La segunda señal ocurrió muy pronto. Después de un breve saludo de bienvenida, la actividad primera fue un tour por la ciudad de Managua. Eso, definitivamente, le dio el tono a la reunión: turismo para los gringos, quienes, de otro lado, llegaron acompañados de sus mujeres y vestidos con el atuendo típico de quien cree que Latinoamérica es un infierno a donde sólo se puede ir de pantalones cortos, pantuflas y camisa de colores.


Pues bien, salimos del hotel Hilton donde estábamos hospedados, ubicado en la pomposa aunque pequeña zona rosa de Managua, hacia el centro histórico, pasando por la catedral nueva, el mirador Tocapa, el malecón


y llegando finalmente a la zona donde tres edificios se destacan: la catedral vieja, el palacio presidencial y el palacio de cultura, antigua sede del parlamento, famosa, porque ahí tuvo lugar el incidente del comandante cero, Edén Pastora en 1978;


y terminamos el paseo en el mirador del Lago de Managua, a la sombra del monumento a Sandino.


Los dos días siguientes fueron de alguna manera más “académicos”, sin embargo, siempre hubo lugar para la fiesta, como la cena en la feria de Masaya, un pueblito a una hora escasa de Managua y donde tuvimos, comida típica, artesanías y espectáculo folklórico, muy bello y todo, pero muy para ellos y muy poco para nosotros.



El segundo día estuvo marcado por dos acontecimientos que convirtieron mi malestar creciente en el retorno a una vieja conciencia, a un viejo sabor: el de la solidaridad latinoamericana, cúmulo de sensaciones que no había vuelto a experimentar desde mis épocas de universitario.
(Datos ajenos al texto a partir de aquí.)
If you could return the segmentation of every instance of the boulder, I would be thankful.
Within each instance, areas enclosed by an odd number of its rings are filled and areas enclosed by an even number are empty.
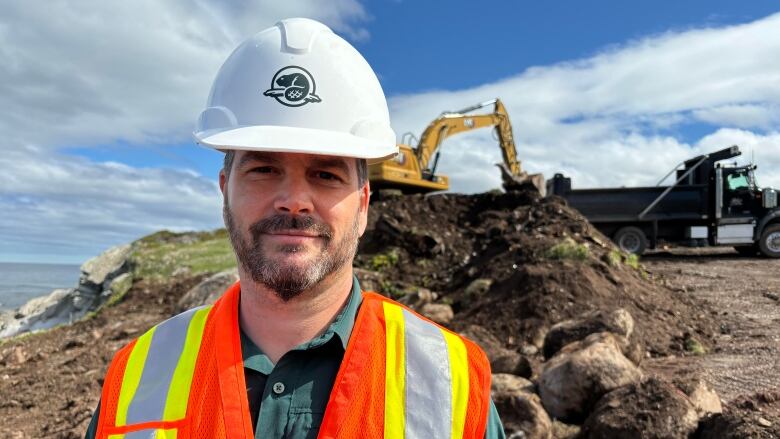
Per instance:
[[[398,302],[403,303],[412,309],[421,309],[423,306],[433,303],[433,301],[438,298],[439,295],[433,291],[427,288],[418,287],[398,299]],[[452,310],[452,308],[450,308],[450,310]]]
[[[604,395],[582,426],[583,439],[687,438],[696,408],[673,384],[650,378]]]
[[[79,284],[102,291],[119,274],[127,271],[130,244],[112,247],[81,265]],[[105,284],[105,285],[104,285]]]
[[[446,325],[455,317],[452,307],[444,303],[426,303],[420,313],[440,325]]]
[[[552,421],[533,384],[511,374],[493,374],[491,396],[507,437],[551,438]]]
[[[58,288],[29,300],[15,313],[4,313],[0,318],[0,338],[70,323],[74,318],[75,292],[75,288]]]
[[[700,374],[695,372],[678,374],[672,379],[672,384],[688,396],[699,416],[709,413],[723,413],[720,397],[707,385]]]
[[[178,312],[214,303],[237,280],[238,268],[235,267],[206,278],[179,299]]]
[[[553,439],[576,439],[579,434],[579,425],[564,424],[557,419],[555,419],[552,423]]]
[[[623,355],[635,364],[640,364],[644,357],[644,348],[634,330],[634,318],[624,309],[611,312],[593,311],[582,316],[565,320],[554,325],[544,337],[544,358],[551,358],[562,347],[579,341],[597,332],[611,332],[619,335]]]
[[[551,416],[578,423],[602,395],[641,378],[618,337],[599,332],[566,345],[542,366],[539,395]]]
[[[474,279],[466,286],[462,293],[456,296],[456,300],[463,307],[470,306],[475,300],[484,296],[493,285],[493,279]]]
[[[509,349],[497,349],[490,358],[490,370],[493,373],[511,373],[524,378],[531,378],[533,369],[525,355]]]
El primero de esos acontecimientos ocurrió en el seno mismo del congreso, cuando uno de los actos marginales: la presentación de un grupo de trabajo comunitario, se transformó en una auténtica conmoción.


En efecto, un grupo de jóvenes campesinos, curiosamente liderados por un viejo jesuita gringo que tenía más pinta de hippie que de cura, expuso su trabajo. Los tres miembros del grupo, Solidaridad de Arenal, al principio tímidamente y luego, alentados por la cara de sorpresa del auditorio, con mayor seguridad, nos mostraron su hermosa labor, orientada a recuperar la memoria colectiva, a atender a sus mujeres y jóvenes, a procurar la salud de sus gentes, a respetar el medio ambiente, a fomentar expresiones tradicionales como la cuentería y donde los universitarios que se han formado en la capital o en el exterior, regresan a ayudar a su comunidad y donde el cooperativismo es una verdadera estrategia de apoyo mutuo.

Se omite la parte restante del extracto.